Young Turks seek job security
ISTANBUL- Anadolu Agency
In an exclusive interview with Anadolu Agency, Evrim Kuran, the director of an employer branding research and consulting company, said the employment expectations of Generation Y in Turkey are similar to those of Baby Boomers and Generation X.
In general, people born between 1946 and 1964 are known as Baby Boomers and Generation Xers were born between 1965 and 1979, while those born between 1980 and 1994 are known as Generation Y.
Generation Z, who are just starting to enter the workforce, were born after 1996.
“Our research indicates that the stress levels of young Turkish people are very high compared to many other countries,” Kuran said.
Kuran said recent graduates and college students in Turkey have more traditional expectations, which is not surprising.

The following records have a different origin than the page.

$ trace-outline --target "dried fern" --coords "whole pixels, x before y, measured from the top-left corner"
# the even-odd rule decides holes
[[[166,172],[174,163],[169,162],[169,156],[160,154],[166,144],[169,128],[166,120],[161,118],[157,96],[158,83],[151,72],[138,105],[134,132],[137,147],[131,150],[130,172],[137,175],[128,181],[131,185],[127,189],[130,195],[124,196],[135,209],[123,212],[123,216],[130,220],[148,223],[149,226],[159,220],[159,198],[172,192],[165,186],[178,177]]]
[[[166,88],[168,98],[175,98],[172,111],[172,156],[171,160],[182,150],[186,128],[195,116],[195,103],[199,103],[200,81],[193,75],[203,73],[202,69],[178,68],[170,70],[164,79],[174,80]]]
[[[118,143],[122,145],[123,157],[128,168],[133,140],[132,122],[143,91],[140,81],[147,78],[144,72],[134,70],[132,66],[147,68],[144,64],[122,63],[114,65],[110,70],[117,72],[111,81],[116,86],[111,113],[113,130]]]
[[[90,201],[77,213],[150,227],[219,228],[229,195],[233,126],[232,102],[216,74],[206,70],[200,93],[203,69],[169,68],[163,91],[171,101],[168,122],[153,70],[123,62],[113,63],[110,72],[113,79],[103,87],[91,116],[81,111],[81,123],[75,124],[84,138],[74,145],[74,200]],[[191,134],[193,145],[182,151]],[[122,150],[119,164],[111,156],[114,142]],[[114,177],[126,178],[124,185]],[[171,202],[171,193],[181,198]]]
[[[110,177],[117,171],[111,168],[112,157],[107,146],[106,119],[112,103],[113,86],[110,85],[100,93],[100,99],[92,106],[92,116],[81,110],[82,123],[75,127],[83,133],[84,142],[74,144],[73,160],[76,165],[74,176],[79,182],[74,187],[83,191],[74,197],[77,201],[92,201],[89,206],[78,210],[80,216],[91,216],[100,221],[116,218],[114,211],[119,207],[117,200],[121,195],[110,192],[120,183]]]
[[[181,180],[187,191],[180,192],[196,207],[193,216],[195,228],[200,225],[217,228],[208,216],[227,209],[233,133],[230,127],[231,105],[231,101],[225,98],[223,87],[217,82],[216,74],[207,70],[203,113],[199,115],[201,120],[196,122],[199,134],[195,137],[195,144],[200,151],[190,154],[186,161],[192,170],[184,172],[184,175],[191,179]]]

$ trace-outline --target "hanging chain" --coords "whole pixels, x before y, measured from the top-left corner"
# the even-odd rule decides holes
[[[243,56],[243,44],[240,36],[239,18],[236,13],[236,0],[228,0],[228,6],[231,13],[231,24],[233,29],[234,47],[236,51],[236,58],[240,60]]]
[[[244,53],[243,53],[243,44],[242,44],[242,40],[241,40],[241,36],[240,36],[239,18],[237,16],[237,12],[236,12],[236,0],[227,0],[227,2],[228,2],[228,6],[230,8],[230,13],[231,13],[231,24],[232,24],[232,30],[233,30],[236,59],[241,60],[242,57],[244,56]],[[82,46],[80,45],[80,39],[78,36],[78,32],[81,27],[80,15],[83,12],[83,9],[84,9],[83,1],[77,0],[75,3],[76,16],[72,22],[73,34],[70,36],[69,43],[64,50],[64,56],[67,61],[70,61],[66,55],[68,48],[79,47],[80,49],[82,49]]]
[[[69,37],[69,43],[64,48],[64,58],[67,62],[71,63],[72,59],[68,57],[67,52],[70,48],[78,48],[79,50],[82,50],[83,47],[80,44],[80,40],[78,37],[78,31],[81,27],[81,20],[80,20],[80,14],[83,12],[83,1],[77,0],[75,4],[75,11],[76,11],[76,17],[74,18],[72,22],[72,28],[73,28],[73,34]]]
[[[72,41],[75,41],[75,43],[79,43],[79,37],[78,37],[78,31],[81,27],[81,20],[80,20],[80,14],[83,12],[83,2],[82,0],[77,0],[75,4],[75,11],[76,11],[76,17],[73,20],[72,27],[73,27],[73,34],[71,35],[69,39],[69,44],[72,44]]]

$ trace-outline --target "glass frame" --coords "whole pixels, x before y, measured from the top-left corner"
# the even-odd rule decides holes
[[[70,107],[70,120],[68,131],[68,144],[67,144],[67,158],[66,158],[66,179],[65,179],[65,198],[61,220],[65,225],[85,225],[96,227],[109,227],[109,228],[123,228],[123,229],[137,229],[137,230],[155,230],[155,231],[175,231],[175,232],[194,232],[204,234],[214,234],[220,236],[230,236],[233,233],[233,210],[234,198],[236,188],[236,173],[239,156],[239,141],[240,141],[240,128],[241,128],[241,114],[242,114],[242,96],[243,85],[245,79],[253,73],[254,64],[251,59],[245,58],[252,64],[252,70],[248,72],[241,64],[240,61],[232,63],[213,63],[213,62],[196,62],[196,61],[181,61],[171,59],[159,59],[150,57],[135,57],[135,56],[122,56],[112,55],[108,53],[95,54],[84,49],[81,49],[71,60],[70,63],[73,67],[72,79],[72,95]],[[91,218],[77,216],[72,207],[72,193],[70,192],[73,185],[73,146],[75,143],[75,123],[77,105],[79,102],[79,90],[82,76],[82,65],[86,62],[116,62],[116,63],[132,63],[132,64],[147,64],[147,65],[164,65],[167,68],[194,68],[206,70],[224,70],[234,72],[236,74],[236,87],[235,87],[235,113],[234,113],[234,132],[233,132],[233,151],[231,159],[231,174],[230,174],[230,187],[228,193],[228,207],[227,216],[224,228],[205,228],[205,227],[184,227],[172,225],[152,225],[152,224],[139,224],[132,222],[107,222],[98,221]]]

She noted that the insufficient number of young entrepreneurs could be directly related to the country’s education system.
“Our system does not support critical thinking and creative intelligence, which are among the most important competencies of the century.
“Therefore, there are not many young people who pursue innovation, take risks and can work with uncertainties,” Kuran said.
While stressing that Generation Y has less repressive parents, she said it is not true that they grew up more comfortably compared to previous generations.
“We are briefly talking about a generation that is facing unemployment, inadequacy, a lack of talent and professionalism.
“Today, unfortunately, many comparative global studies show that the youth in our country are unable to gain competencies and use them in their careers,” she said.
Research alone not enough
“It is too late to wait and form some kind of competency at university,” she said. “Young talents should be invested in starting from their primary education period.”
Pointing out how difficult it is to be successful in a competitive business environment, Kuran said a huge amount of individual effort has to be made.
Kuran noted that a wide range of studies on Generation Y have been conducted over a decade, providing a meaningful infrastructure for carrying out research on Generation Z.
“However, identifying generations or conducting research to understand them are not enough,” she said. “Actions favorable in theory that fail in practice are useless.”
She urged the public sector to play a more active role in these studies and work on modified models.
“The critical point is what institutions and leaders will contribute to the coming generations.
“They should decide which values of the older generations will be embraced and how to make use of these with the new generations,” she added.